During the march they spent six hours on a 3,400 ft climb, pushing up against the track’s deep slime. Panting at the top, Allnutt watched the rest come in, only to find that Sergeant Radcliffe was missing. He appeared a little later, caked in mud. Having slipped, he fell onto his face and was propelled downslope for several hundred feet by muddy lubricant and the weight of his pack.

They eventually reached the small mountain village of Pahok, where the columns were concentrating for supply drops. They were attacked but the Japanese were repelled.

—ooo—

The West Africans concentrated for the attack on Hill 60, mid-way between Sahmaw and Pyindaw, to the north. This strongpoint had to be overcome if the Japanese were to be pushed back along the railway corridor. The struggle for Hill 60 lasted until July 18. The Chindits failed to take the feature. Eventually, it fell to a much larger 36th Division force. Hill 60 could not be taken without air and artillery support.

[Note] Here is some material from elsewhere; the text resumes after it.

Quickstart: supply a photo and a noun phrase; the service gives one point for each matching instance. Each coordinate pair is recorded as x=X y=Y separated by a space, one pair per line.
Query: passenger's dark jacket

The “great insult” – the joint medical inspection of 111 Brigade’s survivors – took place at Mla, a village below Pahok. The results revealed the full cost of using already exhausted and sick Chindits as assault troops in monsoon conditions. The system was manipulated, to reduce the horror of the outcome. The criterion for being “fit” was changed, from the capacity to continue for an additional two months to just one month. Even so, only 118 out of 2,200 men of 111 Brigade were found to be “fit” for duty: seven British officers, 21 ORs and 90 Gurkhas. 111 Brigade’s Commander put the correct figure at 119, including himself. The King’s Own War Diary states that the medical inspection at Mla had found just one officer and 10 British ORs fit to continue (from an original strength of over 900). Lentaigne told Stilwell that 111 Brigade was being withdrawn on his own decision, regardless of consequences. Over 2,000 unfit survivors were withdrawn to Kamaing and the remaining 119 were formally released around 10 days later.